Using Artificial Intelligence and Deep Machine Learning to Improve Treatment and Diagnosis of Prostate Cancer

Prof Clare Verrill is a pathologist at the Nuffield Dept of Surgical Sciences, and holds an honorary contract with the Oxford University Hospitals NHS Foundation Trust as a consultant pathologist, specialising in urological pathology. Clare’s primary interests are testis and prostate. Within the Verrill Pathology Group research is focused on digital pathology and image analysis.
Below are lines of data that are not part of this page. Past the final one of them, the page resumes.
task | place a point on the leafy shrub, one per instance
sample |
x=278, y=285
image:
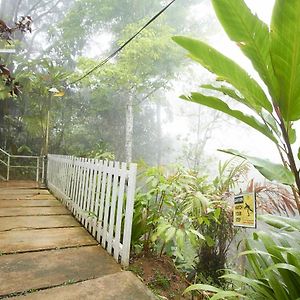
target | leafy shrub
x=273, y=264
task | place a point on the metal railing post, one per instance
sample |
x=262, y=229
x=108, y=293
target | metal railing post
x=8, y=166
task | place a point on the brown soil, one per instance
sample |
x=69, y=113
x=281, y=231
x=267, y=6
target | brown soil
x=160, y=275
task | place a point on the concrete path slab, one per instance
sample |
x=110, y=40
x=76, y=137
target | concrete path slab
x=23, y=184
x=37, y=222
x=19, y=191
x=33, y=211
x=104, y=288
x=28, y=203
x=41, y=239
x=44, y=247
x=27, y=271
x=28, y=196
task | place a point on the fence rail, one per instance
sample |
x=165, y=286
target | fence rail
x=8, y=162
x=100, y=194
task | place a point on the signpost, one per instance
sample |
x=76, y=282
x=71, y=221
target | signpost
x=7, y=50
x=244, y=210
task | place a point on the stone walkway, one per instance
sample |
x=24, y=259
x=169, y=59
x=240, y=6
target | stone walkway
x=46, y=254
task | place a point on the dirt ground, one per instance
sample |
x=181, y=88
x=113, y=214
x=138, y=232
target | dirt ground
x=160, y=275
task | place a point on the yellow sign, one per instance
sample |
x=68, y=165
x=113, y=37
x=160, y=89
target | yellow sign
x=244, y=211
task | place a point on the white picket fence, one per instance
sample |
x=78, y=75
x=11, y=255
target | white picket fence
x=100, y=194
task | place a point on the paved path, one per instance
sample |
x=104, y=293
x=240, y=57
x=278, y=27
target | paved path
x=46, y=254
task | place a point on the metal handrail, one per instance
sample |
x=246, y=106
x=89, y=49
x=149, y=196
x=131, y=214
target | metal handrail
x=37, y=167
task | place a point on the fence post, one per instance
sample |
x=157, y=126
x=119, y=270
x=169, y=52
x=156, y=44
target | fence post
x=43, y=169
x=8, y=166
x=37, y=169
x=128, y=215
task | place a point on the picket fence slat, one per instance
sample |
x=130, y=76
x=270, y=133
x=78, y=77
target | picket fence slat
x=100, y=194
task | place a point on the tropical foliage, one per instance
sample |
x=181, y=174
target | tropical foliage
x=182, y=214
x=275, y=53
x=273, y=269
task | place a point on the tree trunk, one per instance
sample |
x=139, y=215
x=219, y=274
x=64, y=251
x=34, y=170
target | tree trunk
x=158, y=129
x=129, y=129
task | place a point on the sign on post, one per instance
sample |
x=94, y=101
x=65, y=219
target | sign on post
x=244, y=210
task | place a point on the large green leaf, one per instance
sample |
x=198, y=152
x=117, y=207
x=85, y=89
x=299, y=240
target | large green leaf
x=285, y=53
x=251, y=34
x=218, y=104
x=271, y=171
x=227, y=70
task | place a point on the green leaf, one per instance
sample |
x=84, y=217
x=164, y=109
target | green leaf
x=252, y=36
x=170, y=233
x=285, y=54
x=202, y=287
x=210, y=242
x=218, y=104
x=292, y=135
x=180, y=238
x=227, y=294
x=198, y=234
x=271, y=171
x=226, y=91
x=285, y=267
x=280, y=222
x=228, y=70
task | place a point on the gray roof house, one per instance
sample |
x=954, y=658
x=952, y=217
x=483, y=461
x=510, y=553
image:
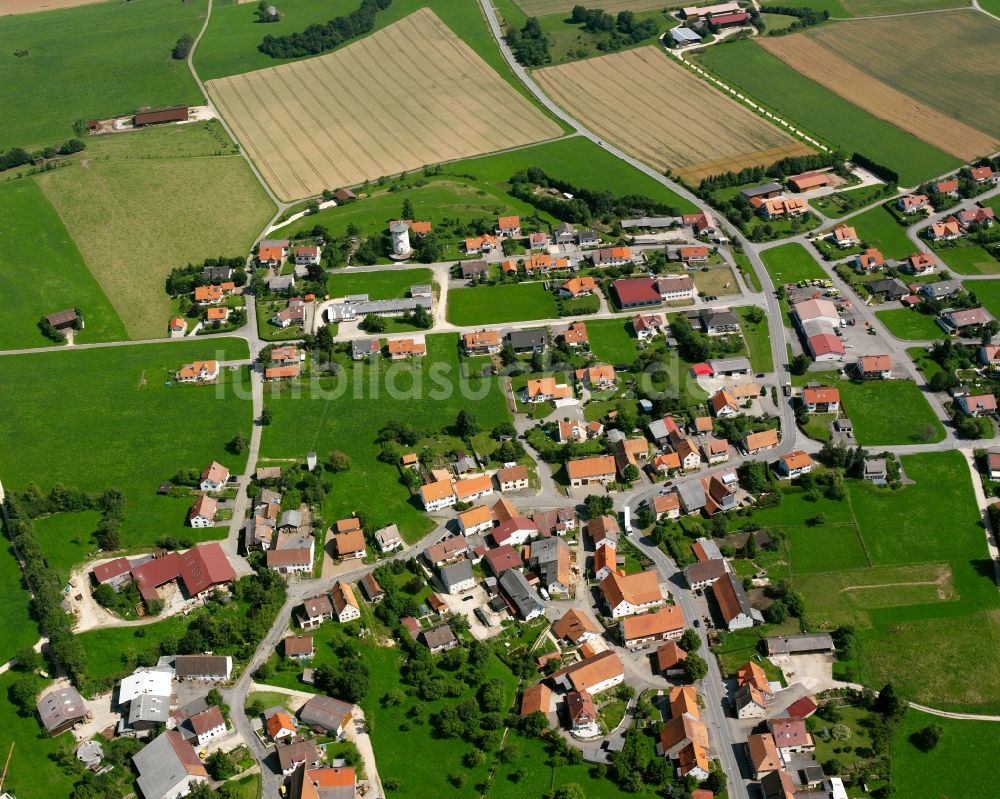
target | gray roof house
x=941, y=289
x=456, y=574
x=528, y=340
x=168, y=766
x=60, y=710
x=326, y=713
x=290, y=520
x=520, y=594
x=692, y=496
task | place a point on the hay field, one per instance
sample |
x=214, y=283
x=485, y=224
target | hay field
x=541, y=8
x=31, y=6
x=134, y=220
x=808, y=57
x=659, y=112
x=376, y=107
x=949, y=61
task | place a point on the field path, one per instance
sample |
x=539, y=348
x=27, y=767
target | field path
x=222, y=120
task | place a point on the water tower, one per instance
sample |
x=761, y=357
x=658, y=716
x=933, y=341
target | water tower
x=400, y=239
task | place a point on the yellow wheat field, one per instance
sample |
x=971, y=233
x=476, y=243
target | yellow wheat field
x=411, y=94
x=660, y=113
x=805, y=55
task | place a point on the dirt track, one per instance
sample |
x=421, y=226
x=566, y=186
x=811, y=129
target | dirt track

Clare holds a variety of local and national roles including:  Thames Valley Supraregional Lead for germ cell tumour pathology (since 2011); Chief Investigator of Oxford Radcliffe Biobank (since 2015); RCPath Thames Valley Regional College Advisor (Since June 2017) and Co- lead for Testicular Genomic Clinical Interpretation Partnership (GeCIP) for 100,000 Genomes Project (Genomics England) (since 2015).  She is also the National Cancer Research Institute (NCRI) Cellular Molecular Pathology Initiative (CM-Path) Technology and Informatics Workstream Lead.

By applying Artificial Intelligence (AI) in the cellular pathology setting, Clare and her team hope to deliver benefits for NHS patients in terms of efficiency, accuracy and quality of pathology assessment. Initially, the team hope to develop digital systems that impact clinical care pathways through improving existing workflow efficiency (i.e. potentially reducing turn-around times and making cost savings). In the long term the team hope to develop novel diagnostic strategies relying on machine learning algorithms reliant on tissue morphology features not obvious to a human observer.

One example of Clare’s work is the collaboration with the Finnish Institute of Molecular Medicine (FIMM), which has world leading expertise in digital pathology and image analysis. An image analysis algorithm has been developed, using deep machine learning, which can assess and count tumour infiltrating lymphocytes in testicular germ cell tumours on H&E sections. This helps to avoid the problems of inter-observer variability and subjectivity with pathologist assessment.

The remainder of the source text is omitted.